Apenas para deixar um prolegomero futuro, será que nós seres encarnados somos realmente uma espécie a parte, que vive ao mesmo tempo nesses dois planos, mas só tomamos consciência de um ou outro por vez, como na hora que estamos acordados e dormindo? Será que essas realidades podem ser traduzidas como o nosso consciente e inconsciente? Ou será que o consciente e inconsciente é o mais próximo que consegui nesse momento para explanar a idéia de duas realidades distintas coexistindo ao mesmo tempo num mesmo lugar separados por uma estreita barreira das realidades?
De qualquer forma, um novo universo de percepções e sensações foi-me revelado hoje. Passei umas boas horas escalando as pedras para sair da minha caverna. E só depois de apoiar em cada uma delas e aprender com cada uma delas que vi esse novo mundo sendo parte do presente (novo mundo que deveria ser já tão conhecido).

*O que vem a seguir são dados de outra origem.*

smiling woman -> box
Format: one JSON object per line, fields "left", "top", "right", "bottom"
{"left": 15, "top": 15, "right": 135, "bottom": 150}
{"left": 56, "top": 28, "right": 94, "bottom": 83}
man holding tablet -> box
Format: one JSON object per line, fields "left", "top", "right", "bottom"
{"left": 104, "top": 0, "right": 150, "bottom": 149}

Ah, mas apesar de passar tanto tempo nessa realidade e observando tantas coisas, tudo isso durou, nesse plano, uns 5 minutos. Sei que é um conceito maluco escrito por um maluco (e porque não dizer para uma pessoa maluca também), mas a transformação da experiência que passei não pode ser remida num livro, pois precisaria de uma enciclopédia apenas para explicar um trecho desse livro. Espero que tenha mergulhado nesse texto, adentrando mesmo que superficialmente nessa experiência e que ela possa lhe ser útil em algum momento.